The safest way to dispose of vitamins is to mix them with an unappealing substance like used coffee grounds, dirt, or cat litter, seal the mixture in a plastic bag or container, and throw it in your household trash. This method, recommended by the FDA, prevents children, pets, or anyone else from accidentally ingesting discarded supplements. Don’t crush tablets or capsules before mixing, and don’t flush vitamins down the toilet.
Step-by-Step Home Disposal
The process takes about two minutes and works for all forms of vitamins: tablets, capsules, gummies, liquids, and softgels. Here’s what to do:
- Gather your vitamins. Remove pills from their original bottles. For liquids, keep them in the bottle for now.
- Add a deterrent substance. Place the vitamins (or pour the liquid) into a resealable plastic bag or container, then mix in used coffee grounds, cat litter, or dirt. The goal is to make the contents look and smell unpleasant so no one would want to touch or eat them.

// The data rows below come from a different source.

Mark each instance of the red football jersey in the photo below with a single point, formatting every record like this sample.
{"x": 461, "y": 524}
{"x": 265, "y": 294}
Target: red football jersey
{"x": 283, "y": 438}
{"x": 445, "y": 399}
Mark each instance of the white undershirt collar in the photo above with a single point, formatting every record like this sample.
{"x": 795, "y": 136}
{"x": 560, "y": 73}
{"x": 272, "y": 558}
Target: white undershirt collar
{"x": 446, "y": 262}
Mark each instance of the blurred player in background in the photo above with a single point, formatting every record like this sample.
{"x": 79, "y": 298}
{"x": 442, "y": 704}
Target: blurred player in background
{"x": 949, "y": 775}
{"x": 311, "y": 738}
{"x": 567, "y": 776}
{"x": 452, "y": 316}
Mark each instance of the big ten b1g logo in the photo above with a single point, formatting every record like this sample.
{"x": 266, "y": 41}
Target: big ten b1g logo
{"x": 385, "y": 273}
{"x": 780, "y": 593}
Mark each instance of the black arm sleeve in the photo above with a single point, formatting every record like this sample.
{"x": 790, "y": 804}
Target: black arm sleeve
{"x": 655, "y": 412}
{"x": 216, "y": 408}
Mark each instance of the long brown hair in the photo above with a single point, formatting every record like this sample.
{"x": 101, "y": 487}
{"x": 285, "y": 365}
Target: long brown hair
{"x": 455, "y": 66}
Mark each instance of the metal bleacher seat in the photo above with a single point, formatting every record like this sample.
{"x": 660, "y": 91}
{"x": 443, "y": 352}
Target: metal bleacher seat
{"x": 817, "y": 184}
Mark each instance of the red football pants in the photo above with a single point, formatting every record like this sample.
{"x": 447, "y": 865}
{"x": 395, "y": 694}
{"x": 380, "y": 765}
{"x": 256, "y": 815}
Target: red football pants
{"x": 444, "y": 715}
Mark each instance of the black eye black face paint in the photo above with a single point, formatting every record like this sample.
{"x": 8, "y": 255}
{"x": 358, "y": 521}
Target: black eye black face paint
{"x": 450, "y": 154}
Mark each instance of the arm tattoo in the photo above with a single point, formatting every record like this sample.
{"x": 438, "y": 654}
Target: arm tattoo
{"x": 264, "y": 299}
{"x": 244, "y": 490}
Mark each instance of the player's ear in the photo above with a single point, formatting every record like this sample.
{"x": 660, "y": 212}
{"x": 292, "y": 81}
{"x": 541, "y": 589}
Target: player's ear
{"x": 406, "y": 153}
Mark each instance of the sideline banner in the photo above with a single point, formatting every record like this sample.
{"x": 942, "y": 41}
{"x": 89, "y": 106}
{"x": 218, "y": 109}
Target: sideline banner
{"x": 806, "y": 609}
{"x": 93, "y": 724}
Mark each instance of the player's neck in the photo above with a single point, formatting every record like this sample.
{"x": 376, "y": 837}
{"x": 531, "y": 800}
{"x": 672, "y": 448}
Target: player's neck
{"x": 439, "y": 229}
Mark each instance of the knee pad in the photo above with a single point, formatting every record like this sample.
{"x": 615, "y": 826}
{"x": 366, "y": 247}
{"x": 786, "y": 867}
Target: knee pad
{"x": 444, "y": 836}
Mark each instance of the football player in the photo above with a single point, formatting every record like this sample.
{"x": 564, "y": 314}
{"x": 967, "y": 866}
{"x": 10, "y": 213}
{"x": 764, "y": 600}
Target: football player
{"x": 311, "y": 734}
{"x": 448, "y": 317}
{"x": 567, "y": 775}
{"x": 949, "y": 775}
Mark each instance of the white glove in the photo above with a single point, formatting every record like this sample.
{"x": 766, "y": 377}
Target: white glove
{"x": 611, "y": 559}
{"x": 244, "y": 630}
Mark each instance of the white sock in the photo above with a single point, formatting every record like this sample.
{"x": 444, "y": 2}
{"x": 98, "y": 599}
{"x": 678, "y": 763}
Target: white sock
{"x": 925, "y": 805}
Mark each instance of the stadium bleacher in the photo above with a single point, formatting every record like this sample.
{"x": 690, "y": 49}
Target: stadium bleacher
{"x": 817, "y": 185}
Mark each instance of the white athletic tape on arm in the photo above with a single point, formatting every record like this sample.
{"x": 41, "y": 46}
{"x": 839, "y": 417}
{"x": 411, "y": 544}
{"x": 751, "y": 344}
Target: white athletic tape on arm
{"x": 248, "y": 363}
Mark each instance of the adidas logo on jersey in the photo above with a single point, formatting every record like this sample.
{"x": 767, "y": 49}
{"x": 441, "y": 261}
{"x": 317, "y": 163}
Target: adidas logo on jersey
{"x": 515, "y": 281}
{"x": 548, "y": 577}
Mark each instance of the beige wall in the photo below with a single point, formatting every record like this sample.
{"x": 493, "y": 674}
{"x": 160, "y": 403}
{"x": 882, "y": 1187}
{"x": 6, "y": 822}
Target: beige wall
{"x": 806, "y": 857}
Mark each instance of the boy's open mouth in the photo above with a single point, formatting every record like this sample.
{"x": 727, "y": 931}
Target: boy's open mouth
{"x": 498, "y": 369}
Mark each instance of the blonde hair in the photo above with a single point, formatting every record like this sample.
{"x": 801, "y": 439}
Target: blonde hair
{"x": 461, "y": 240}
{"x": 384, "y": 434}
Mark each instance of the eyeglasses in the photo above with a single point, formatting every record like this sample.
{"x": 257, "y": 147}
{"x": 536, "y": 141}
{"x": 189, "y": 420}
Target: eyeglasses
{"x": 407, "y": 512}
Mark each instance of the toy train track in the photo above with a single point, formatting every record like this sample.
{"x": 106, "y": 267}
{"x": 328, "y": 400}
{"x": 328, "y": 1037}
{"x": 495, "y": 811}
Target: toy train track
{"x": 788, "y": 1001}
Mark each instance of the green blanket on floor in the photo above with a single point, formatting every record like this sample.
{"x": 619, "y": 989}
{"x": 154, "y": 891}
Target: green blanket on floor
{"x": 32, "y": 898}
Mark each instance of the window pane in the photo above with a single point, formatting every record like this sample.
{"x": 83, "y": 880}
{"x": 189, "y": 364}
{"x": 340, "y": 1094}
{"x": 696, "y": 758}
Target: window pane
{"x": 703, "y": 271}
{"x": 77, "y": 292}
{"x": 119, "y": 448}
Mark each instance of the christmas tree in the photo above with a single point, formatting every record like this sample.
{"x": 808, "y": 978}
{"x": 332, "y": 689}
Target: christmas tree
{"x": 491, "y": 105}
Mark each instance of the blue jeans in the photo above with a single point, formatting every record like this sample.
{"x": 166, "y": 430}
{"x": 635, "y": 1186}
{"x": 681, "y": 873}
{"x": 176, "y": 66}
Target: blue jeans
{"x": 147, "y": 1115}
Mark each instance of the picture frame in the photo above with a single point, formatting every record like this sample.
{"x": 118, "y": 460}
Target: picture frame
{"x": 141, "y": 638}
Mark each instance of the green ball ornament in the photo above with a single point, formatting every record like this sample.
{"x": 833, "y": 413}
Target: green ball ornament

- Seal and toss. Close the bag or container tightly and place it in your regular household trash. Not in your recycling bin.
One important detail: don’t crush tablets or capsules before mixing them in. Crushing can cause the contents to release more quickly if someone or something does come into contact with them.
Drug Take-Back Programs
If you’d rather not deal with the mixing method, many pharmacies and police departments accept unused medications and supplements through take-back programs. The DEA organizes National Prescription Drug Take-Back events twice a year (typically in April and October), and many pharmacies maintain permanent drop-off bins year-round. These programs handle the disposal for you and are especially convenient if you’re clearing out a large medicine cabinet.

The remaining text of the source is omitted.